I have blogged since before I knew what it was. Even before that I started keeping journals (something I do to this day). Somewhere between a great upheaval in my personal life in 2005 and advances in my career that sapped my time and energy, I lost the love of blogging, and even writing.
I have been pondering retiring my blog for now, and just leaving a placeholder with how to contact me, and some relevant personal information. Before I do so, I’d really like to give it one last attempt. One of my major problems is that I continually self-censor thinking it won’t interest people, or they will dislike my opinion. Also, I feel inept at writing in the humorous, and witty style I desire. These blocks are personal, and most likely stem from self-esteem issues in general and as such I should not submit, but fight the urge to just quit.

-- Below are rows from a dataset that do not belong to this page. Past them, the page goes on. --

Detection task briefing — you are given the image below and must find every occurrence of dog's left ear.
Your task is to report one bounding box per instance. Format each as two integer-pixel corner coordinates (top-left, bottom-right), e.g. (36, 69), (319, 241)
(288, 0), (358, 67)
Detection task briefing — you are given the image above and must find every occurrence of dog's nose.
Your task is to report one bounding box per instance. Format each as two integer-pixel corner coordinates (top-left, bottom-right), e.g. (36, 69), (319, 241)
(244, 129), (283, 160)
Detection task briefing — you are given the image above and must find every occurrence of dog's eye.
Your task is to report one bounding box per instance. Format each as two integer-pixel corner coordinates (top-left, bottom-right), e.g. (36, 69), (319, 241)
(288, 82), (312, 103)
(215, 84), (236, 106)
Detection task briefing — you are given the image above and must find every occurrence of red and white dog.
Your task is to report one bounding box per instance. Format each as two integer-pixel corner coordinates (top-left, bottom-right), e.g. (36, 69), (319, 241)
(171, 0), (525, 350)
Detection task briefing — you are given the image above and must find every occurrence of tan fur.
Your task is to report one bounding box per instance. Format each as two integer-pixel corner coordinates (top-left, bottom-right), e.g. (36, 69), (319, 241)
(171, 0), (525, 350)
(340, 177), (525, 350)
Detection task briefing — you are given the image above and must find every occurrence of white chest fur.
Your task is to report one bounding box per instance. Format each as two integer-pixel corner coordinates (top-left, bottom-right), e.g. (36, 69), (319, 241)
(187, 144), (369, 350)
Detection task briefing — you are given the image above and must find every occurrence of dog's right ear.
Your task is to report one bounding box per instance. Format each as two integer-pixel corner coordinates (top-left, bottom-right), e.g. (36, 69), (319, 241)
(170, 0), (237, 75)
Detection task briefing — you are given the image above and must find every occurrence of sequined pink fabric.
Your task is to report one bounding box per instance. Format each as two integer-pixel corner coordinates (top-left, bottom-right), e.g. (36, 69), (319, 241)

In essence, I would like to try a seven day experiment wherein I blog whatever I want as it comes to me. I will blog every day from noon Sunday, January 10, 2009 to noon on Sunday, January 17, 2010.
How can you help? I would love it if, during this time, you could comment with your impressions, feedback, questions, thoughts, criticisms, suggestions and the like whenever possible. Even if you don’t normally comment on blogs (like myself), it would mean a lot if you could this week. This will allow me to get a feel for what works and what doesn’t and will also help me overcome the feeling that it doesn’t matter if I write or not and that people care. Even if you drop me a note to say I completely missed the mark, or that you disagree with what I said, etc. All of it will be helpful and much appreciated. Do so anonymously if you feel better, but please do.
I’ll report on Sunday and decide where to go from there. Thank you so much. A special thanks to the dwindling group of readers from Poeticgeek who’ve stuck around all these years to see if I’d really ever get back on the horse properly. I really appreciate it.
Tags: 7 Comments
1) Write what you want to write about and don’t worry about what other people think. *really*
2) Style; practice, practice, practice.
Of course, I’m one to speak – I haven’t posted anything since September.
Thanks for the quick response WTL. Definitely one of my biggest problems is being particularly concerned with what people might think, what they might be interested in, etc. I definitely need to just go ahead and write what I want. There was a time I talked about the mathematics behind energy capacitance simulation models (including extensive LaTeX and annotations) for a solid week. I don’t know where I lost my “voice.”
As for style, I also think you’re bang on. It’s easier to write well when you are writing a lot. If you barely write at all (save >140 character tweets) then you get out of the habit and quality suffers.
You should get back on the bandwagon too. I like both your style and your content and would love to see more.
Writing is easy – you just stare at the blank blog post box until beads of blood form on your forehead. I do it all the time.
Knowing your love of [toys] Sorry! Make that “sophisticated electronic devices”, should you just be limiting yourself to writing? There are also mini-interviews, photos, video snippits and ‘hey guys I just found a site where you can learn to make a gadgemawidget – here’s mine’ type of posts.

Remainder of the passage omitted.